There’s a dragon swooping over the sleepy valley of Snoozehaven. As one of the worst adventurers in the land, it’s taken you some time to realise what all the fuss and charred villagers are all about. Desperate to leave the failure fraught party you’ve been lumbered with, you look desperately to the mustering parties of adventurers, but it’s too late. As the dust settles, you look around to find the same dopey faces staring back at you. The halfling is actually asleep. “They are the worst”, you think, as you reluctantly you gather your belongings and set out on a more than likely doomed quest to seek out the dragon Crackletooth the Tepid. Hopefully the dragon’s hoard will give you enough bartering power to join a new party and finally leave these sorry idiots. Either that or you’ll get eaten. It can’t be any worse than being in this party…
Hero Master is a game for 2-4 players, set in a completely dysfunctional adventuring party where life is anything but co-operative.
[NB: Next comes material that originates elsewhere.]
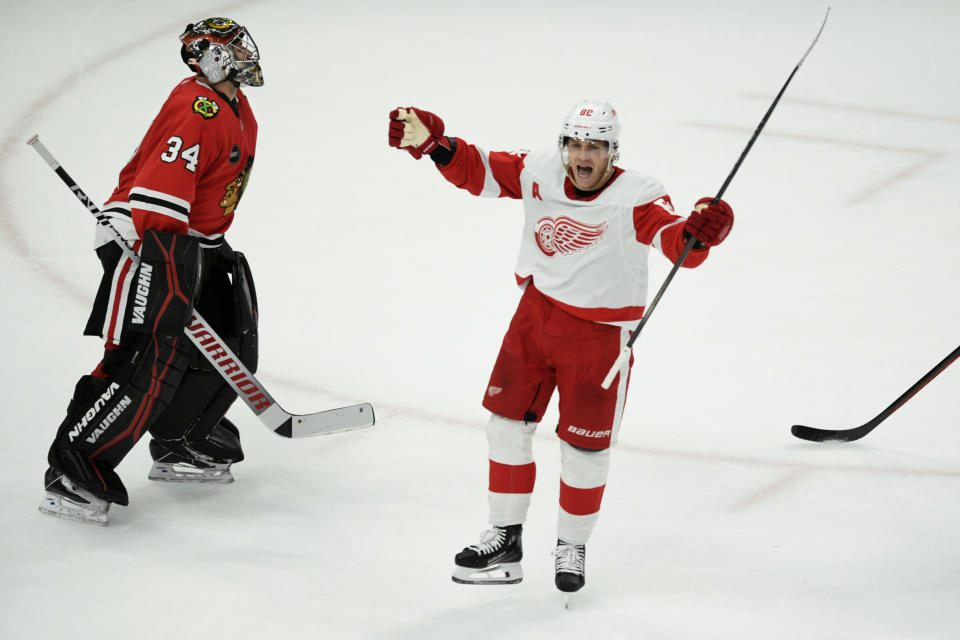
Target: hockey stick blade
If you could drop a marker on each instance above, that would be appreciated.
(357, 416)
(815, 434)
Get ready for some surprisingly deep strategy, take-that mechanics, hand management and a persistent squabble to be the leader of the party.

The Process

The reason why I want to give this game a bit of promo is that Jamie has done this campaign right. He hasn’t started a Kickstarter to ‘see what happens’ or to help develop a game, but rather he has the art ready, has been involved in Facebook groups all over (not just his own) and has been asking the people what they want. Now this may seem like a simple thing but it is something that creators seem to miss all of the time, they create something throw it at a wall and see what sticks, but Jamie is different. If there has been doubt in his process he has asked the audience, he has asked what they want and don’t want as stretch and extra goals and has listened when they have spoken. 
The other thing that Jamie has done is play test, and extensively. The game has been tested at several conventions including UKGE and has met great acclaim over the last few months. Play-testing is at the core of what makes a game workable, as Steve Jackson told us, and is the difference between what stays in the shrink, or gets played once, and what becomes a favourite that hits the table often.